Still, advocates said the Democratic Party and candidates themselves are responsible for making the effort to connect with Latino voters. It’s not enough to say Latino voters are important, said Astrid Silva, the executive director of Dream Big Nevada, campaigns also have to try harder to understand the diversity and differences within Latino communities.
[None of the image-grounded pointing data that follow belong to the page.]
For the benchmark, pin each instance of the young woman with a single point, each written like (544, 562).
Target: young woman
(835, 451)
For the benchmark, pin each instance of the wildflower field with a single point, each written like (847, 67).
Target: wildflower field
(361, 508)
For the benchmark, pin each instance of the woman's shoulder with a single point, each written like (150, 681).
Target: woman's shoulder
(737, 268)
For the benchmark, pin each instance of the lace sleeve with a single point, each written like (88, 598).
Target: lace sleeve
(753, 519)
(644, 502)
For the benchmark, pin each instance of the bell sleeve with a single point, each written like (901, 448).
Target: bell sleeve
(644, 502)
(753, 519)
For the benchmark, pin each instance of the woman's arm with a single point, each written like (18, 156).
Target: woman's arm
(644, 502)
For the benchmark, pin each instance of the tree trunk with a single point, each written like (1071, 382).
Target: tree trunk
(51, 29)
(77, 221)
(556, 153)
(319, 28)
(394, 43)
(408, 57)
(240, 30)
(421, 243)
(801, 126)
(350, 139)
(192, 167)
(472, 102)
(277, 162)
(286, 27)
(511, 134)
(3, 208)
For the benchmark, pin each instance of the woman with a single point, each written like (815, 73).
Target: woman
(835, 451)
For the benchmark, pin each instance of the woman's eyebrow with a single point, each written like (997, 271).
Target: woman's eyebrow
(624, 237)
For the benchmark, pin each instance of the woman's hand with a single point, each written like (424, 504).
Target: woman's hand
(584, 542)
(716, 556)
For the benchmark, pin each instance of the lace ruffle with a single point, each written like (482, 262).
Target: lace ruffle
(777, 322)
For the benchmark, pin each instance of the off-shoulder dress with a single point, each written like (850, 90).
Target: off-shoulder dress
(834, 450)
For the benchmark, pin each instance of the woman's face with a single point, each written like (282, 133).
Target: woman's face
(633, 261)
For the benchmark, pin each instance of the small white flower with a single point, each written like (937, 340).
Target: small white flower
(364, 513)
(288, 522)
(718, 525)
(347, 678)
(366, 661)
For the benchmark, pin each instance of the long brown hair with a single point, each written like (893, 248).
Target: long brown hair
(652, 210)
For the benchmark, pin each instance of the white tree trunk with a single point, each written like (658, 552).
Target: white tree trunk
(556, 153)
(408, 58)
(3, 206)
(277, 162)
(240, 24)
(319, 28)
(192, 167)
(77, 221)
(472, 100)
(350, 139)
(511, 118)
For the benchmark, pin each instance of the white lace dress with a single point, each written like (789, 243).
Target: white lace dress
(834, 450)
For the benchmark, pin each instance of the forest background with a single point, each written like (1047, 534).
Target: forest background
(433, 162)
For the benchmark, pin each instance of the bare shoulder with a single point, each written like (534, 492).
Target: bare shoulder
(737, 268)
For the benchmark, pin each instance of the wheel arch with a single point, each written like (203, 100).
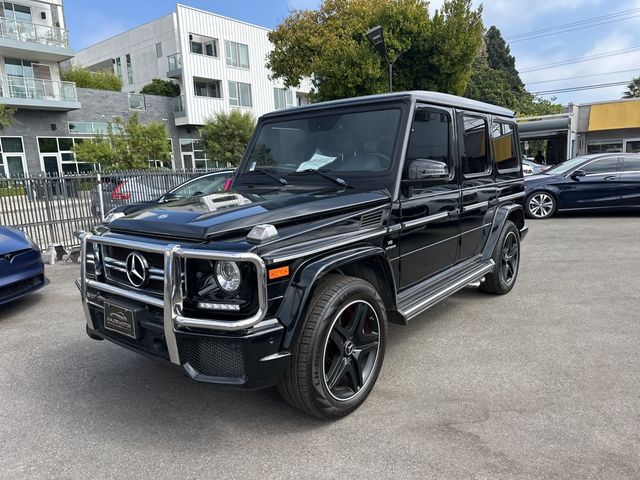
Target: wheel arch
(512, 212)
(368, 263)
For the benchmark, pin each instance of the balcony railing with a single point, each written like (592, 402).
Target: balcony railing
(31, 32)
(174, 61)
(37, 89)
(178, 105)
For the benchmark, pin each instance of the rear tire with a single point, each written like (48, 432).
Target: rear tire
(506, 256)
(540, 205)
(339, 353)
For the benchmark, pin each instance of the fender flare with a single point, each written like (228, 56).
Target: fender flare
(503, 213)
(294, 304)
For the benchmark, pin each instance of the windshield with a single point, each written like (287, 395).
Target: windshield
(565, 166)
(205, 185)
(339, 143)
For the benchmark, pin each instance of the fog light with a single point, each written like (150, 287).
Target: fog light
(224, 307)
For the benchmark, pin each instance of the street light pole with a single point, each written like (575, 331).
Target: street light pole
(376, 36)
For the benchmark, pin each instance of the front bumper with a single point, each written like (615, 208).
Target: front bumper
(22, 276)
(243, 353)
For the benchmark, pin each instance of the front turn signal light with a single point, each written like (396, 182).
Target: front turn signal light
(278, 272)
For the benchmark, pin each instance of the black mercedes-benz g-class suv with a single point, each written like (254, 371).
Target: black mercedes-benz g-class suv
(341, 217)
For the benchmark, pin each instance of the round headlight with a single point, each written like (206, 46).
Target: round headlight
(228, 276)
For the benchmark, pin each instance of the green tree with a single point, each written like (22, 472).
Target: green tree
(164, 88)
(6, 116)
(84, 78)
(633, 89)
(128, 145)
(496, 80)
(329, 45)
(225, 136)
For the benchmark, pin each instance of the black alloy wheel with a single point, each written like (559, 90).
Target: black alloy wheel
(506, 256)
(351, 349)
(540, 205)
(339, 352)
(510, 258)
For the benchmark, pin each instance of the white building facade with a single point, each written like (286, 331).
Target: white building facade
(218, 62)
(33, 42)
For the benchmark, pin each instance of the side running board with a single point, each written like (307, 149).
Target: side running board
(418, 301)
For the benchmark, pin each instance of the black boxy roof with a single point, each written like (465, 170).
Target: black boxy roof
(435, 98)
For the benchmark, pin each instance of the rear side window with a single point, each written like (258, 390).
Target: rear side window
(631, 164)
(504, 147)
(604, 165)
(474, 154)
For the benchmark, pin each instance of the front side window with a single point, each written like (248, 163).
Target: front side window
(207, 88)
(356, 142)
(283, 98)
(631, 164)
(240, 94)
(504, 147)
(237, 54)
(603, 165)
(430, 142)
(473, 148)
(603, 147)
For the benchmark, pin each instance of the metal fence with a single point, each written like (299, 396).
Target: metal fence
(51, 208)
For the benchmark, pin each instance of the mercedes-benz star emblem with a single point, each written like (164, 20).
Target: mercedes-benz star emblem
(137, 269)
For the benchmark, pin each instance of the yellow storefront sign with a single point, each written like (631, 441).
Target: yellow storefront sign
(613, 116)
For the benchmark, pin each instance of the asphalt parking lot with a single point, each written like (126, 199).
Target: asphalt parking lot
(541, 383)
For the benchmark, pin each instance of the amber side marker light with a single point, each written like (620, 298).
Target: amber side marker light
(278, 273)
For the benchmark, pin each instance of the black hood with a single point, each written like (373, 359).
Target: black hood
(236, 212)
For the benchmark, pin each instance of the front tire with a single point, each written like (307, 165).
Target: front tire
(506, 256)
(339, 352)
(540, 205)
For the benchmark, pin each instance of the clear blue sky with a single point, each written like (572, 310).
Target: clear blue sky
(92, 21)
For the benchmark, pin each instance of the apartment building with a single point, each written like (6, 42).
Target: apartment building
(218, 62)
(33, 42)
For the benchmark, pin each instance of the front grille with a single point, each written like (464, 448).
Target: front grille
(213, 357)
(116, 268)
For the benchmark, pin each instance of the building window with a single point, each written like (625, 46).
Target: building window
(207, 88)
(240, 94)
(20, 13)
(89, 128)
(56, 151)
(12, 159)
(193, 155)
(283, 98)
(475, 160)
(603, 147)
(136, 101)
(129, 69)
(165, 162)
(237, 54)
(203, 45)
(118, 67)
(504, 147)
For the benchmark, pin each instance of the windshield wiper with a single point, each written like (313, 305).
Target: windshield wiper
(278, 179)
(336, 180)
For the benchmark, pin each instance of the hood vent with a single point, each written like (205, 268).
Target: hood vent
(370, 220)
Similarly, the heavily-Latino membership Culinary Workers Union Local 226 issued a statement from their president, Geoconda Argüello-Kline, that noted the role of sustained organization in harnessing anti-Trump energy:
Culinary Union did not endorse ahead of the Nevada Caucus and instead focused on mobilizing members and their families to vote early. For the first time in 85 years, the Culinary Union was an early vote site and over 2,500 Nevadans cast their ballot over 4 days at our early vote location. The Democratic Caucus is the first step in defeating Trump on Election Day, and high turnout in the Nevada Caucus is a victory for working people and the democratic process.